Many climate scientists believe up to 4º C is likely with some predicting an increase of as much as 7º C is possible. Using the best case scenario helps to offset the yapping of climate deniers like Andrew Wheeler, head of the EPA, that climate scientists are focusing only on extreme scenarios.
The likely temperature increases are quite similar regardless of which scenario is used, but after 2050 the increase in average temperatures sky rockets if the more aggressive scenario is followed to its logical conclusion according to preeminent climate scientist Michael Mann of Penn State University. That’s why the US government now limits all discussion of future temperatures to 2050 or sooner.
Will Antarctica Be The New Europe?
Regardless of which climate change model you choose — the best case scenario preferred by the current administration or the worst case scenario that some scientists argue is not extreme enough — a new study by NASA finds the Thwaites Glacier in Antarctica is melting faster than anyone predicted. Never heard of the Thwaites Glacier? Here’s a little perspective, courtesy of The Guardian.
Antarctica has nearly eight times more land-based ice than Greenland and 50 times more than all mountain glaciers combined. The Thwaites glacier alone contains enough ice to increase global sea levels by about 50 centimeters. Sea level rise linked to warming has already been linked with increased coastal flooding and storm surges. 50 centimeters, in case you live in the US and are not familiar with the metric system, is just about 19 inches — enough to endanger many world cities.
It is not possible to estimate the effect of rising sea and air temperatures on Thwaites because the land beneath it is impossible to study accurately as it has always been covered by ice in modern times. Yet studies show that if the entire West Antarctica ice shelf melts, sea levels will rise 16 feet, dooming many coastal cities. While it may take hundreds of years for that to happen, the point, NASA scientists say, is that Antarctica will soon reach a tipping point after which catastrophic melting will proceed no matter how much global carbon emissions are reduced.
Given that the world community has failed to reduce emissions significantly even knowing the emergency confronting it, the prospect of actually doing so in the future is unlikely at best. Another study published recently finds that melting of the Antarctic ice sheet suddenly picked up speed in 2014 for reasons no one knows. Since then, satellite data shows Antarctica lost as much sea ice in four years as the Arctic lost in 34 years.

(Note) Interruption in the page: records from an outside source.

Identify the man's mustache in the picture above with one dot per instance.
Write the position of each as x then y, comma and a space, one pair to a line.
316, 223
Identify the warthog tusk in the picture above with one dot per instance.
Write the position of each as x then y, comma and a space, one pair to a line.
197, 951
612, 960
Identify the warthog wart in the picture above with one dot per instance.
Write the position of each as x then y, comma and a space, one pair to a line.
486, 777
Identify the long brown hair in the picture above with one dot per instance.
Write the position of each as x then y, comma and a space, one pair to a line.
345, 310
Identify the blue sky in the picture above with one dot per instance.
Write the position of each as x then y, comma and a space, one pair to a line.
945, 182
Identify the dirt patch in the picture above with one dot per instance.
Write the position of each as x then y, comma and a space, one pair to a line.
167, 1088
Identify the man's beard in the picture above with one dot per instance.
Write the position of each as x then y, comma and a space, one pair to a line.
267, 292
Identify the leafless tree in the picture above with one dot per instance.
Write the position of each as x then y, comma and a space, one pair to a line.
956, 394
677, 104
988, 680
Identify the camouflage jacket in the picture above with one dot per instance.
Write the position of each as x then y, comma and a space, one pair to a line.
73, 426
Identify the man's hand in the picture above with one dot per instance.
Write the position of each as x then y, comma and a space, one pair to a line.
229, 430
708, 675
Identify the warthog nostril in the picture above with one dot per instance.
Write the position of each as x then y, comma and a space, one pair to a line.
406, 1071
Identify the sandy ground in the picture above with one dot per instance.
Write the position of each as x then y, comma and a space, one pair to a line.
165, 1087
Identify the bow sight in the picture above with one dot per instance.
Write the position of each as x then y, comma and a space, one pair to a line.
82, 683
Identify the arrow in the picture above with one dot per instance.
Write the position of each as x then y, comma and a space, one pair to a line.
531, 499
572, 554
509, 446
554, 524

Sea ice does not contribute directly to sea level changes, but when it melts, the dark water underneath absorbs more heat from the sun, heat that previously was radiated back into the atmosphere by the reflectivity of the ice. Warmer seas lead to more melting which lead to warmer seas. It is this feedback loop effect that many climate deniers do not understand.

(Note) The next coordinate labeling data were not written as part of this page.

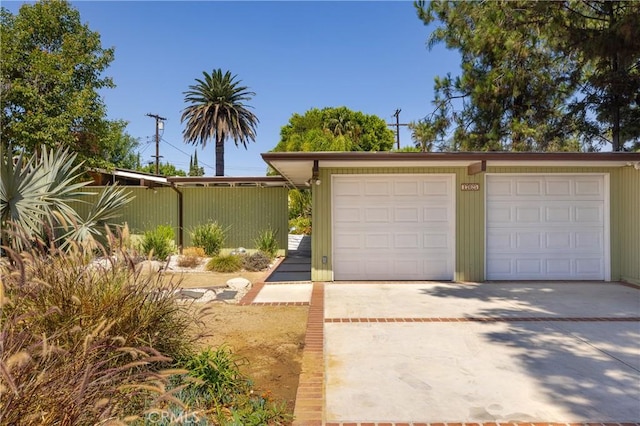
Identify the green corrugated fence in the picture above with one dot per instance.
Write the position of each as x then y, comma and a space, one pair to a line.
244, 211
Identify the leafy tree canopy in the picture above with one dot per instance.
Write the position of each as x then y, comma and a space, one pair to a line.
165, 169
536, 76
50, 73
335, 129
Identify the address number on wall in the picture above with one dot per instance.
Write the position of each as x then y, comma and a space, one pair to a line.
470, 187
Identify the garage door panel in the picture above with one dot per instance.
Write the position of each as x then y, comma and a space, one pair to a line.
406, 214
377, 241
436, 241
436, 214
589, 188
558, 214
589, 214
406, 189
376, 188
406, 241
347, 189
528, 187
377, 214
545, 227
437, 187
351, 241
346, 214
396, 228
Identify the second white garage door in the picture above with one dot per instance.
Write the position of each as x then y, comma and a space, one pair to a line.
547, 227
393, 227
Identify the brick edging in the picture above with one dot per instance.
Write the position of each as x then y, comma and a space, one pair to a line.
309, 406
487, 319
482, 424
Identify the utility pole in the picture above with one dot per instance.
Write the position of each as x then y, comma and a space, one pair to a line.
159, 121
397, 124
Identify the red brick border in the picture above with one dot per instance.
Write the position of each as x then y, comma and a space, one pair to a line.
309, 408
280, 304
488, 319
480, 424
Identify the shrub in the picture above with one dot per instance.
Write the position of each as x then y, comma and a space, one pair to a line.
300, 225
210, 237
229, 263
191, 257
256, 262
267, 242
83, 341
214, 382
158, 242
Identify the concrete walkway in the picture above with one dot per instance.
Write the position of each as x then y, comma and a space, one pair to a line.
433, 353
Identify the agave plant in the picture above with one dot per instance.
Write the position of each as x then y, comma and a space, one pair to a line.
36, 196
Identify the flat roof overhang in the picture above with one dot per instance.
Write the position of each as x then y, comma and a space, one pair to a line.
297, 167
216, 181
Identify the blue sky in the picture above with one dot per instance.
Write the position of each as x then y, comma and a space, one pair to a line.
365, 55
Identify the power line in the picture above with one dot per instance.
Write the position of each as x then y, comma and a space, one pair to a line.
179, 150
397, 124
159, 124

Whether the discussion is about warming cities or rising seas, it is clear that something is going on with the world we live in. Evolutionary theory suggests that land creatures, including humans, evolved from aquatic species. If things continue as they are going, someday humans may need to grow flippers, fins, and gills again as the seas close over the land. Maybe that’s what Rex Tillerson meant when he said we will just adapt to changes in climate. The problem is biological changes require thousands of years to happen. We simply don’t have the luxury of that much time.